The rather glaring omission in that quite popular concept are Black working class voters. Politicians and pundits across the right-left spectrum use “working class” as a shorthand for white, male workers. It was “Joe the Plummer” when Barack Obama ran for president in 2008.
Actually, I think Withers came up because we were talking about what constitutes working-class culture and its multi-racial, multi-ethnic influence. I brought up the songwriter-poet and said, “He’s from West Virginia, and he said ‘Lean On Me’ came from his experience growing up in a small coal-mining town,” arguing that Black working class experience is often overlooked as authentically working class.
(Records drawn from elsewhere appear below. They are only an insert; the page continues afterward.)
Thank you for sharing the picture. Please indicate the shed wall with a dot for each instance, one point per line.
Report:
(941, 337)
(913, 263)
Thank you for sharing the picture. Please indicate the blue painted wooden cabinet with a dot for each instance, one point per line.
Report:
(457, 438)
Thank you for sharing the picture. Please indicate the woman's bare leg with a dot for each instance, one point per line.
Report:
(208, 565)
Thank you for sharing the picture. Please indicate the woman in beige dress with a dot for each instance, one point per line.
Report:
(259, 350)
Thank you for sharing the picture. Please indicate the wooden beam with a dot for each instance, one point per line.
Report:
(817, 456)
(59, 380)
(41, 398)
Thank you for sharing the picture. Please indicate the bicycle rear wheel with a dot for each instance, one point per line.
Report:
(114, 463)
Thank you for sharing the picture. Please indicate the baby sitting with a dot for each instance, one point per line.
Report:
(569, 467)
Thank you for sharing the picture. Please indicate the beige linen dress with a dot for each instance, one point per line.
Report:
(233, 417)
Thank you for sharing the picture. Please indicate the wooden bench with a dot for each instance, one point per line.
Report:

Toward the end of the conversation, I asked my husband, “Is Bill Withers dead?” I googled and found he wasn’t then.
But now he is.
Turns out, I wasn’t the only one who prematurely put Mr. Withers in the grave.
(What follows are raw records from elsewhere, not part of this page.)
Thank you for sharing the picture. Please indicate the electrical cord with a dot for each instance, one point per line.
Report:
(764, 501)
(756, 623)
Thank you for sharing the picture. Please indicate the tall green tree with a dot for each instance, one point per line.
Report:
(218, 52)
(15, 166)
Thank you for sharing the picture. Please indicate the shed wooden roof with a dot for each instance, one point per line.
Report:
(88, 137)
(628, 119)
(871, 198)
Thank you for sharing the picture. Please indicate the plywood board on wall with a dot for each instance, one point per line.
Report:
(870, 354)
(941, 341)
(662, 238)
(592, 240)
In the 2015 Rolling Stone article, “The Soul Man Who Walked Away,” Andy Greene interviewed Withers and wrote:
“Withers has been out of the spotlight for so many years that some people think he passed away. ‘Sometimes I wake up and I wonder myself,’ he says with a hearty chuckle. ‘A very famous minister actually called me to find out whether I was dead or not. I said to him, ‘Let me check.’”
Understated. Low-key. Whatever it was, Withers, like so many billions of unsung workers, create the world’s wealth — in value, profit, culture, knowledge, you name it. People are born to create. Withers, through all his hills and valleys, embodied this.
Meanwhile, artists who had covered his songs read like a who’s who of pop music: Sting, Michael Jackson, Barbra Streisand, Paul McCartney, Aretha Franklin and Tom Jones, among others. Withers’ work has been heard in more than 50 films and television shows, a dozen commercials and as samples in countless rap tunes. In addition to the iconic “Lean On Me,” his hits include “Lovely Day,” “Just the Two of Us,” and “Ain’t No Sunshine.”
Born July 4, 1938, in Slab Folk, W.Va., Withers was the youngest of six children. His father died when he was a child and he was raised by his mother and grandmother. After a nine-year stint in the Navy, Withers moved to Los Angeles to pursue a music career in 1967. He recorded demos at night while working production at the Boeing aircraft company.
Withers wrote “Lean on Me” based on his experiences growing up in a West Virginia coal mining town. Times were hard and when neighbors needed something beyond their means, the rest of the community would chip in and help, he said. Withers said he came up with the chord progression while noodling around on his new Wurlitzer electric piano and the sound of the chords reminded him of the hymns that he heard at church while he was growing up.
With working-class modesty, he used to insist there’s nothing too special about him. Everyone likes to sing, he said, everyone likes music and he can’t really play guitar or piano.
“I just was able to plunk around with them enough to write some songs,” he said.
“Still Bill” documents Withers’ life and is playing on Amazon Prime.
Withers was a working-class poet, artist and intellectual, or as Questlove said he was the “African American Everyman.” He made our lives richer. RIP to the Poet Laureate of Soul. Condolences to his family and friends.